Compared to everything else I might yell at you about over time, Seattle's insincerity, quite honestly, is best left to itself. Consider it this way: If he said that to someone in the pub, and the other guy smacked him squar', we would, as we hauled the two apart, be asking our friend Seattle why the hell he went and said that, because, well,
¡Duh!
Ask yourself: Do you really believe he can't figure that out? Okay, okay, okay; so, cut him some random, contrived, not even necessarily enumerated, benefit of the doubt. What is it? And, sure, I said not necessarily enumerated, so just think of it for yourself; it's probably pretty silly. I just went looking for another, more severe example of problematic cluelessness, and, yeah, it was two episodes; comparatively, that other member is even less believable in the sense of not understanding why people are looking at him askew and saying, "Uh, dude ...."
Still, I mean, have at Seattle, if you want, but—
If you knew me better, and read a bit more closely, you'd realise quite a few things I post - especially when it is only one or two lines in a reply - have a humorous ironic slant to them. Most people - especially Americans, in my experience - tend to miss that and read everything as if it is all serious business, so it doesn't greatly surprise me that you've got the wrong end of the stick.
—c'mon, James, don't just walk into it like that.
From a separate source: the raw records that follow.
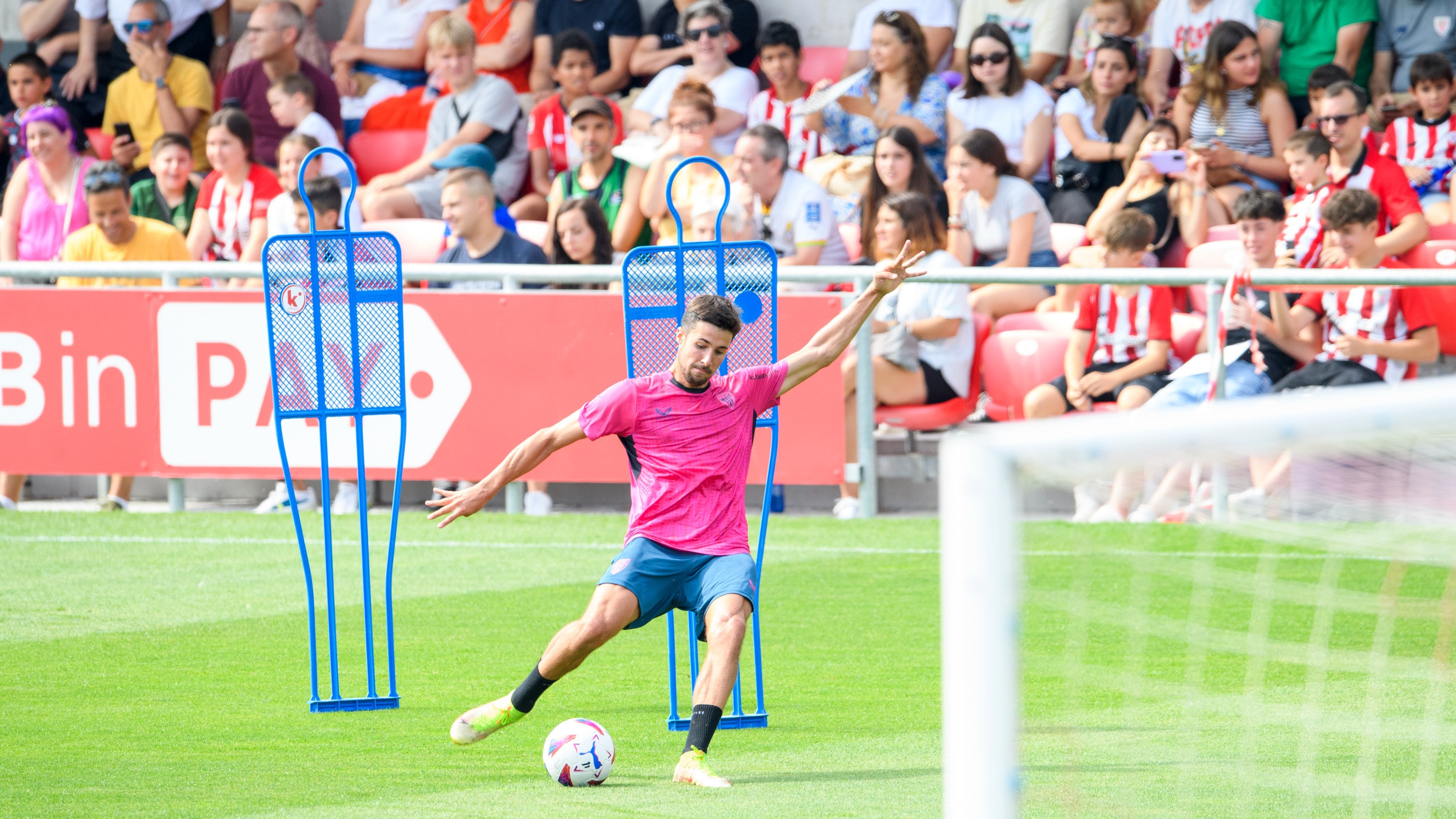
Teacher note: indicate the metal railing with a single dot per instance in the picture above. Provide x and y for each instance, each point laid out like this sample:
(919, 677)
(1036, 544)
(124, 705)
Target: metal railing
(512, 277)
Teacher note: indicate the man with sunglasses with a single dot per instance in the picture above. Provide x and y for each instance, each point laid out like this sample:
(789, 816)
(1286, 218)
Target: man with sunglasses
(1400, 224)
(162, 94)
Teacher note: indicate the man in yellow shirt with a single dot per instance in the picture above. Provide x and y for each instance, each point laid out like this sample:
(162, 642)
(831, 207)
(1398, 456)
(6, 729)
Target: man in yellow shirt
(162, 92)
(117, 237)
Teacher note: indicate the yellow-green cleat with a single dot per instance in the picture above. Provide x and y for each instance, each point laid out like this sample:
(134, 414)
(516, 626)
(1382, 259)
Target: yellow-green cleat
(484, 721)
(694, 771)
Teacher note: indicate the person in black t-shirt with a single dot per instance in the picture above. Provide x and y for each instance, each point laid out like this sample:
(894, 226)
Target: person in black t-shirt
(614, 27)
(662, 46)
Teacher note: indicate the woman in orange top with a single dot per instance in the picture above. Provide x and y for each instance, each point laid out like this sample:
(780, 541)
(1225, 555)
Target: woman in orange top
(503, 37)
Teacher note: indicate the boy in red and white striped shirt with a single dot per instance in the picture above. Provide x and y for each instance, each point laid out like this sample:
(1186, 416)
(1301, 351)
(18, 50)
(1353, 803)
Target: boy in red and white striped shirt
(1426, 145)
(1372, 334)
(780, 57)
(1304, 234)
(1122, 339)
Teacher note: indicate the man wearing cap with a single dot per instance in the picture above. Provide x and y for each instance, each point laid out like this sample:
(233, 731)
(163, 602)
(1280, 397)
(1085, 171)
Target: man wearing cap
(468, 205)
(790, 210)
(612, 181)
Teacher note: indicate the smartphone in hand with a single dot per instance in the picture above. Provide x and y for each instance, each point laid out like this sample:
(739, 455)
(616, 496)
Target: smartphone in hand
(1168, 161)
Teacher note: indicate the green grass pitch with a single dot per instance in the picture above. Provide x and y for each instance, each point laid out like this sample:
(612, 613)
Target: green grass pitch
(156, 667)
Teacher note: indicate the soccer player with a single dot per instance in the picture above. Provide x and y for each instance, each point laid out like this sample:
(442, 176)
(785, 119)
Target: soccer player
(688, 433)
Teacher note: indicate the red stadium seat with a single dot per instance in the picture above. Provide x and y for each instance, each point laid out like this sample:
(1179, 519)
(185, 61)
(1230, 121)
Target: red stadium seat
(420, 240)
(1221, 232)
(822, 63)
(948, 413)
(534, 232)
(1015, 362)
(1052, 321)
(851, 235)
(1065, 238)
(1187, 328)
(382, 152)
(100, 140)
(1439, 254)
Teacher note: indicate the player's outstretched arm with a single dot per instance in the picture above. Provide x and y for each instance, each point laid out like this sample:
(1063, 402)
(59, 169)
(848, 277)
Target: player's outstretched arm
(832, 340)
(526, 457)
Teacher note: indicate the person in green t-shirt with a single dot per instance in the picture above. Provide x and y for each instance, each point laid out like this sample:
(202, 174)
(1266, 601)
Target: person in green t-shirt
(1301, 36)
(170, 196)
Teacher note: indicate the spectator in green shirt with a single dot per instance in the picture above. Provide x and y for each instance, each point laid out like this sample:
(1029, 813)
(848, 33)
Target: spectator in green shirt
(1301, 36)
(170, 196)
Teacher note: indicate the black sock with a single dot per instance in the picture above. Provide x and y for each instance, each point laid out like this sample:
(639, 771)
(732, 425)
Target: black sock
(530, 690)
(701, 730)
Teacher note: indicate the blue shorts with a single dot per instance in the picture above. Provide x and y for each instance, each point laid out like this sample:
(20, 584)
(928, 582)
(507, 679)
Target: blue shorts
(666, 579)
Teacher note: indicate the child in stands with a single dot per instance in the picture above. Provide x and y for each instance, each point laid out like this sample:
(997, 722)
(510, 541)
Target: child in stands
(1122, 339)
(1426, 145)
(1304, 234)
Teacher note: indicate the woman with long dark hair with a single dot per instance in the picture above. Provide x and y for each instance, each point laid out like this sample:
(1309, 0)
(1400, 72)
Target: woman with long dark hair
(998, 218)
(899, 168)
(998, 97)
(1097, 124)
(1237, 116)
(900, 90)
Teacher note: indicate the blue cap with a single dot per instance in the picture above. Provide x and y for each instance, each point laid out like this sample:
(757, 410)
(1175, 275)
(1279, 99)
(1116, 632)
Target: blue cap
(468, 156)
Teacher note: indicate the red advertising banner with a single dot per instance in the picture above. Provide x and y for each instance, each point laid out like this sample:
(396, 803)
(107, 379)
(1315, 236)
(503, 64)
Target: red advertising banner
(177, 384)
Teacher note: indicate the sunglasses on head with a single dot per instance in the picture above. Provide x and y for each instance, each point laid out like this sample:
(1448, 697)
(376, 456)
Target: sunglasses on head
(714, 33)
(994, 59)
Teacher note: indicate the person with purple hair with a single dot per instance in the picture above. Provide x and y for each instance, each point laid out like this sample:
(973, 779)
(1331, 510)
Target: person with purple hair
(44, 202)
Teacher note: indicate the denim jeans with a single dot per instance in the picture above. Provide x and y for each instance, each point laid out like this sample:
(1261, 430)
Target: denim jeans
(1240, 381)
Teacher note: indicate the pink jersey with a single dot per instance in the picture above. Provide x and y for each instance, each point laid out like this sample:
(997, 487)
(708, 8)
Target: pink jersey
(1304, 231)
(689, 454)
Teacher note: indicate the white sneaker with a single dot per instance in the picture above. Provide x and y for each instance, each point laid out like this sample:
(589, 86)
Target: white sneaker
(347, 499)
(1250, 503)
(277, 500)
(1087, 503)
(1142, 515)
(538, 503)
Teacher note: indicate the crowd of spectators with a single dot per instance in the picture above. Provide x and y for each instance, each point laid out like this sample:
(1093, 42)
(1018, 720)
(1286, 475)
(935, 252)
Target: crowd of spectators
(966, 132)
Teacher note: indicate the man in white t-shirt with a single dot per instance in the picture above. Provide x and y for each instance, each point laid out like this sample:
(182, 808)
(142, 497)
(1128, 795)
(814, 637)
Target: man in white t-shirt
(1039, 30)
(937, 20)
(1181, 30)
(791, 212)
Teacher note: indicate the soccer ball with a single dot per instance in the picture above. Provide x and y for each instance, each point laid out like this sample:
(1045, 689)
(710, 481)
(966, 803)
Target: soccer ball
(579, 753)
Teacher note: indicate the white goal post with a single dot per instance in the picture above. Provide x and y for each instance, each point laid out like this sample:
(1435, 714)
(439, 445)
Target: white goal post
(980, 535)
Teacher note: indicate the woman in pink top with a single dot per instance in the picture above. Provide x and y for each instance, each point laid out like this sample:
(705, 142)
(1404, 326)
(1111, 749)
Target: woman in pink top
(44, 202)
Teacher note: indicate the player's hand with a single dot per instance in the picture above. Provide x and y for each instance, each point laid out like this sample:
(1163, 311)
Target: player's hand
(893, 272)
(459, 503)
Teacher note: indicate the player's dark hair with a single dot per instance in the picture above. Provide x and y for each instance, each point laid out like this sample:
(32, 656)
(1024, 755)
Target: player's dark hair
(717, 311)
(324, 193)
(298, 84)
(1347, 86)
(1130, 231)
(598, 221)
(1308, 140)
(571, 40)
(1350, 206)
(1326, 76)
(781, 33)
(1258, 205)
(1430, 69)
(33, 62)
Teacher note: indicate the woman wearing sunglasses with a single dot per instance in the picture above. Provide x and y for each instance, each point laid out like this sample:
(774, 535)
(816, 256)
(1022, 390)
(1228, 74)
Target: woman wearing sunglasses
(704, 28)
(1237, 116)
(899, 91)
(996, 97)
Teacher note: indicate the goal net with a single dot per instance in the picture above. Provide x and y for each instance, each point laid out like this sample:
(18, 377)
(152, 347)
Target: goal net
(1279, 655)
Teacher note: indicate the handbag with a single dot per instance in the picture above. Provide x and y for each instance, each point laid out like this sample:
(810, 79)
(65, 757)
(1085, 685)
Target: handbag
(841, 176)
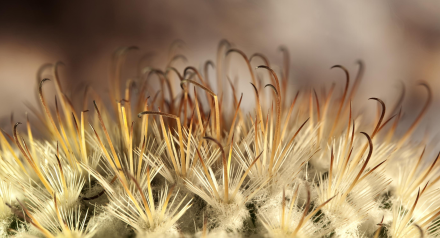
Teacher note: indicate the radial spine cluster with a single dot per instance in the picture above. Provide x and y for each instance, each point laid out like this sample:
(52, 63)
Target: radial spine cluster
(173, 153)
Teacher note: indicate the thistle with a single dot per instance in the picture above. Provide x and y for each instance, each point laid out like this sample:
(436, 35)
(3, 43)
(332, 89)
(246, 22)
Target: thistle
(185, 161)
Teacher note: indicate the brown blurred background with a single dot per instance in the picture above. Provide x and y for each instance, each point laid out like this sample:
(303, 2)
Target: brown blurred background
(397, 39)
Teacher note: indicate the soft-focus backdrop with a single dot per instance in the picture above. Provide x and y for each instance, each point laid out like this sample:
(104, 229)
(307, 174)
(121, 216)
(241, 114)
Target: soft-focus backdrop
(397, 39)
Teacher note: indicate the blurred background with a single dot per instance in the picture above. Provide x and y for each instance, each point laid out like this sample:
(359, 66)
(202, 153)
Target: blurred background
(397, 39)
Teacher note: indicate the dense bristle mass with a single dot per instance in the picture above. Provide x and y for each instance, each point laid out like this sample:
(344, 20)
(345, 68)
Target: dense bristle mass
(189, 161)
In the first place, you left yourself for hoisting by your own petard; to the other, though, and perhaps a bit more subtly, the question of knowing you better is complicated by your efforts to conceal and protect yourself, and that behavior, while it has its own reasons, over time has not only stands out as at least a little strange, but also affects what goes on around you.
Here's a contrast that will help us bring it 'round: An old scrap of detail in memory has to do with the caution that comes with knowing what it's like to have a cyberstalker causing real-world results, and in that context, I think of our most recent run of dispute and wonder if you could please stop acting like the actual problem is something else. It's a weird sentiment that runs, "Could you please fail to ...?" When it spilled into public view in January, what stood out was not your move to that existing thread, but that you missed the point of reference to that thread, which in turn you cited as your reason for carrying over.
It's part of a pattern, like the other recent joke about Americans; you're skipping past what people say in order to answer a fallacy of your own construction, in order to fit a neat talking point that does not necessarily otherwise apply. And that's the thing; the sincerity of our neighbor's insincerity is what it is.
But it's also a neat ribbon to tie a package: Seattle operates so inside the confines of comfort
you have insisted on, over the years, that he has no external incentive to do any better. So if I remind that you need it here even if it's full of shite, the point isn't to shred you for that, but, rather, to remind that it is futile to you individually, and generally unhelpful for the community, to take certain people seriously. The infraction? Well, right, duh. Your assessment, that he did the wrong thing and somebody called him out on it, is correct. Taking seriously his assessment of your sense of humor? Okay, if you want. But that sniffy, self-righteous shovel job just does not, on this, or, really, any occasion, help you. To wit, the important point:
Do you really believe he does not understand the infraction? His assessment of your humor? How often is he right, or even sincere, about anything?